Personal information
- Full name: Richard Strang
- Date of birth: 19 March 1900
- Place of birth: Rutherglen, Scotland
- Date of death: 15 February 1971 (aged 70)
- Place of death: Darlington, England
- Height: 6 ft 0 in (1.83 m)
- Position: Centre half

Senior career*
- Years: Team / Apps / (Gls)
- 1923–1924: Birmingham / 0 / (0)
- 1924–1925: Crystal Palace / 24 / (0)
- 1925–1926: Poole
- 1926–192?: Worcester City /  / (1)
- 1929–1932: Halifax Town / 99 / (2)
- 1932–1933: Northampton Town / 7 / (0)
- 1933–1938: Darlington / 171 / (2)
- Total:  / 301 / (4)

= Dick Strang =

Scottish footballer

Richard Strang (19 March 1900 – 15 February 1971) was a Scottish footballer who made 301 appearances in the English Football League playing as a centre half for Crystal Palace, Halifax Town, Northampton Town and Darlington in the 1920s and 1930s.
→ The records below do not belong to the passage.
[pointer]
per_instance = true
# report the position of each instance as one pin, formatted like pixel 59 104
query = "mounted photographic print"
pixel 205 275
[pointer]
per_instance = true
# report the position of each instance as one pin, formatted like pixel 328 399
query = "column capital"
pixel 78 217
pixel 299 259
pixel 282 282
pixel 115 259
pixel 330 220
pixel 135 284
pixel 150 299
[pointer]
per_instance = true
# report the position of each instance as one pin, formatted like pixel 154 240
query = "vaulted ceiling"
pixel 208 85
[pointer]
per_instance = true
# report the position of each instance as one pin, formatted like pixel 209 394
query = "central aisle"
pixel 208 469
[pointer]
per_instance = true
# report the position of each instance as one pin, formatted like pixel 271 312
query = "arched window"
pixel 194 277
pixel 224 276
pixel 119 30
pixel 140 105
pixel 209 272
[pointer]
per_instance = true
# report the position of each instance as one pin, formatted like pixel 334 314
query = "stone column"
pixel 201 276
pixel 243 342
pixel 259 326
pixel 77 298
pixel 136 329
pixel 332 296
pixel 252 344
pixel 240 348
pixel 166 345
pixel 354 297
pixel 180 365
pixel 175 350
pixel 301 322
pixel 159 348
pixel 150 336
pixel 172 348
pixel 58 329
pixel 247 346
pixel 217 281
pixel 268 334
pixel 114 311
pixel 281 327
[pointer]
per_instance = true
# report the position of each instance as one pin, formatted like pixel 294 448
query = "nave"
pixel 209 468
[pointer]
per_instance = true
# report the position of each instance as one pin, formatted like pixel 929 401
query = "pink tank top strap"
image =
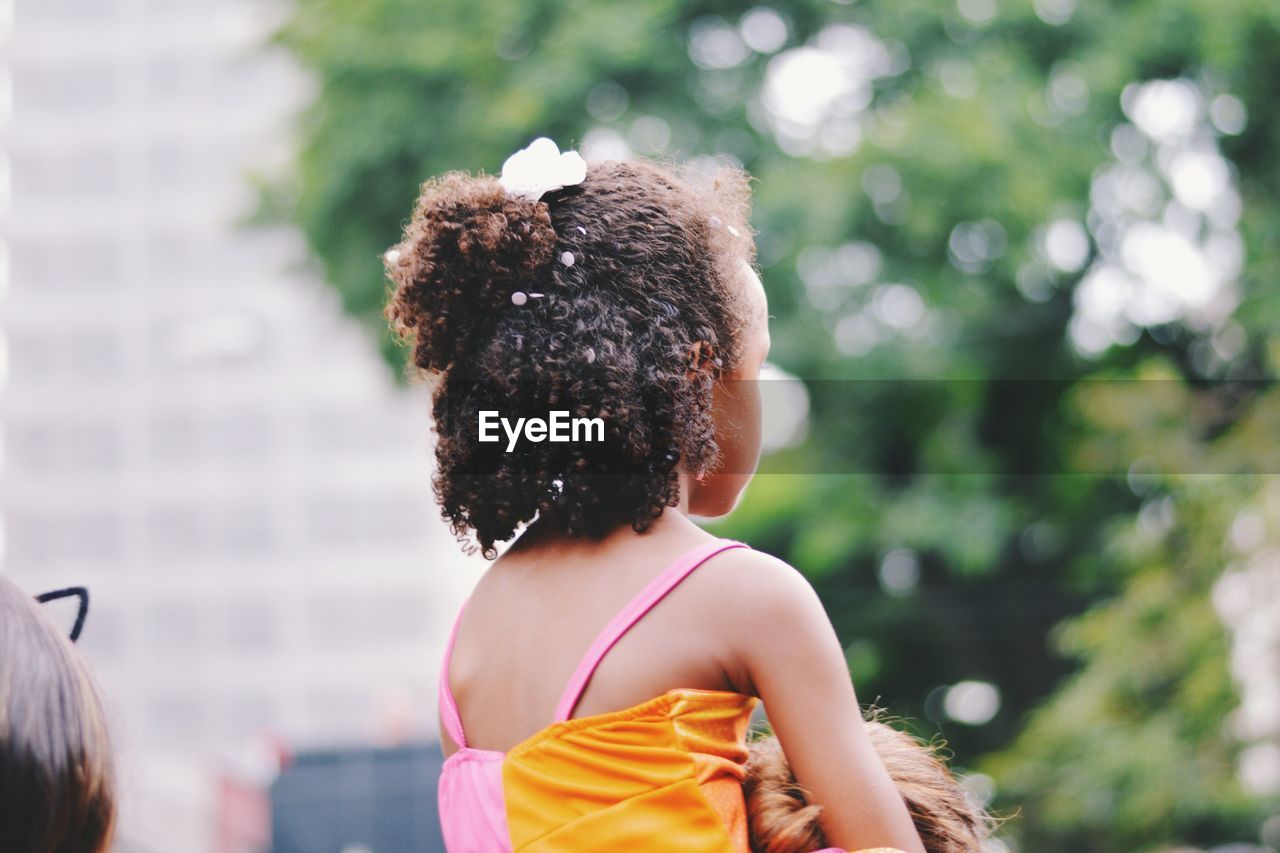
pixel 631 614
pixel 448 707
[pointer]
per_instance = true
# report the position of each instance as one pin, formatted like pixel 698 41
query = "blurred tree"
pixel 984 228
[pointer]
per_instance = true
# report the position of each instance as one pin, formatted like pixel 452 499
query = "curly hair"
pixel 781 817
pixel 638 268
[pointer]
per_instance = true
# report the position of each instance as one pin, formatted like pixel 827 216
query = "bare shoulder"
pixel 759 589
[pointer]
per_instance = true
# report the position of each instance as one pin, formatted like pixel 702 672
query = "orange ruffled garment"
pixel 668 769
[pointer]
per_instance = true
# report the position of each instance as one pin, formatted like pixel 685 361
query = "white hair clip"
pixel 533 172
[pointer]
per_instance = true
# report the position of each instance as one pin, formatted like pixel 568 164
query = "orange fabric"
pixel 667 769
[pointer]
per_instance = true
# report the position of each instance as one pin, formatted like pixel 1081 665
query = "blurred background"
pixel 1022 261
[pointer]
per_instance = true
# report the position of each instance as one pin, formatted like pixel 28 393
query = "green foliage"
pixel 986 446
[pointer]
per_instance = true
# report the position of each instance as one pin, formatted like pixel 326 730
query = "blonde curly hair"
pixel 784 820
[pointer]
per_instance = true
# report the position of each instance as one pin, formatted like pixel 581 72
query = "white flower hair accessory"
pixel 533 172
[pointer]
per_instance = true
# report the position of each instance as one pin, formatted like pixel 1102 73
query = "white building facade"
pixel 190 425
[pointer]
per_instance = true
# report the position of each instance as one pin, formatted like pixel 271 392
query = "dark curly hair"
pixel 638 268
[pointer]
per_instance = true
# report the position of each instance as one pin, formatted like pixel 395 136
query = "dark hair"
pixel 56 784
pixel 638 268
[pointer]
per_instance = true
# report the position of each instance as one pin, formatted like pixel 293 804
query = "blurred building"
pixel 190 424
pixel 359 799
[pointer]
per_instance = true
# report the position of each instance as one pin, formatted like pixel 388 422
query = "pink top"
pixel 472 804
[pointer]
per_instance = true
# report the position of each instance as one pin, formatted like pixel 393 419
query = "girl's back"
pixel 661 746
pixel 600 680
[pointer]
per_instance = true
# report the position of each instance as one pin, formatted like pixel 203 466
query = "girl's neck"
pixel 542 542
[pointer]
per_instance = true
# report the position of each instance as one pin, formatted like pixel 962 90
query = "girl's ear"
pixel 80 592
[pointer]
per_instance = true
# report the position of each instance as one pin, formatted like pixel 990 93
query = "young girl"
pixel 56 787
pixel 597 687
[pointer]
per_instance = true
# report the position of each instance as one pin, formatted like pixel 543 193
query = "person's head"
pixel 56 785
pixel 635 301
pixel 782 820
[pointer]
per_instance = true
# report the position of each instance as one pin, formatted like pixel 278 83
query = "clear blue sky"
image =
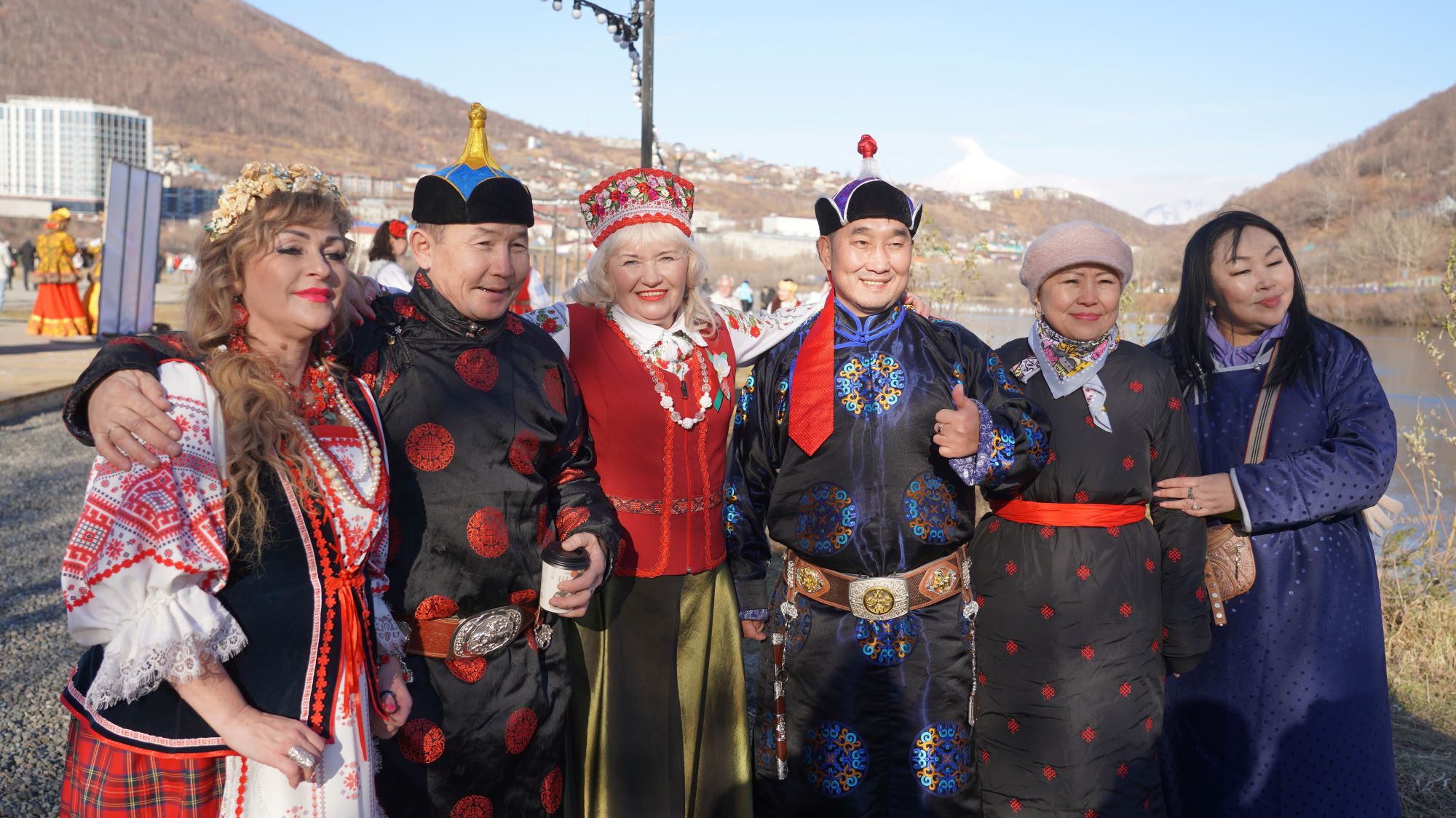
pixel 1139 104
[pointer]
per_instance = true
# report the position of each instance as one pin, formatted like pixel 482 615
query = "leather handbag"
pixel 1231 568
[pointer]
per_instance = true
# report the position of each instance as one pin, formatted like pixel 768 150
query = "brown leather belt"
pixel 456 638
pixel 879 597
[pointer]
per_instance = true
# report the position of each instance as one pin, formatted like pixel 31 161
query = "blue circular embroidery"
pixel 828 517
pixel 941 759
pixel 835 759
pixel 870 385
pixel 930 509
pixel 887 643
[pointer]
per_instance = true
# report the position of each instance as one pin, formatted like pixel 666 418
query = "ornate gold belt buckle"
pixel 880 597
pixel 487 634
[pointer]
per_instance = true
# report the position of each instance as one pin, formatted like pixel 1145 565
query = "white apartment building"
pixel 59 149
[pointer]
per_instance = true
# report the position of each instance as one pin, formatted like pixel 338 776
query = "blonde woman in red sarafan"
pixel 659 691
pixel 241 656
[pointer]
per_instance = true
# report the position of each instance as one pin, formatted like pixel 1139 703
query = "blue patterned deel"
pixel 1036 442
pixel 835 759
pixel 828 519
pixel 1004 453
pixel 930 509
pixel 745 402
pixel 890 641
pixel 733 513
pixel 1002 376
pixel 870 385
pixel 941 759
He began his professional career with Birmingham, but never represented that club in competitive first-team football, and also played non-league football for Poole and Worcester City.

==Life and career==
Strang was born in Rutherglen. He was playing for a junior club in Glasgow when English First Division club Birmingham beat off competition to sign him in September 1923. He never appeared for Birmingham's first team, and was allowed to leave the club on a free transfer the following May for Third Division South team Crystal Palace. Described in the Derby Daily Telegraph as a "lean and lanky" centre-half with competence in both the defensive and the creative aspects of his role – "a rare breaker-up and knows a thing or two about feeding his forwards" – Strang had progressed well with Palace and become a regular in the team when, in October 1925, he and forward Bill Hand were charged with breach of contract in respect of training requirements and given two weeks' notice to leave the club.

He initially signed for Poole of the Western League, then moved into the Birmingham & District League with Worcester City. He scored once in league competition, and also scored the winning goal in the semi-final of the 1927 Worcestershire Senior Cup against Stourbridge; Worcester lost to Cradley Heath in the final after a replay.

Strang returned to the Football League with Halifax Town of the Third Division North in 1929. He played 99 league matches over three seasons, and his "heroic" performance in an FA Cup tie in 1931 made a major contribution to the struggling club's survival. In those days, progress in the FA Cup provided a significant income stream, and in 1931, the club was on the verge of financial failure. Drawn away to Newark Town in the first round, Halifax conceded an early goal, but after Newark lost a man to injury, they equalised by half-time. The second half was a rearguard action as Halifax clung on to the draw, and then won the replay and their second-round tie before losing in the third round:
One of the tensest struggles I have ever seen followed. Town had to defend as if for dear life – they simply dare not lose – while Newark attacked like furies. In the last 15 minutes the suspense was almost unbearable, ... Dick Strang, at centre halfback, was a hero for Halifax Town on that never-to-be-forgotten day."

His services were not retained at the end of the 1931–32 season, and he and Halifax teammate John McFarlane moved on to Northampton Town. Strang was little used in Northampton's first team, and in the summer of 1933, he joined Darlington, for whom he played 171 matches in the Third Division North before finishing his senior career in 1938.

Strang died in Darlington, County Durham, in 1971 at the age of 70.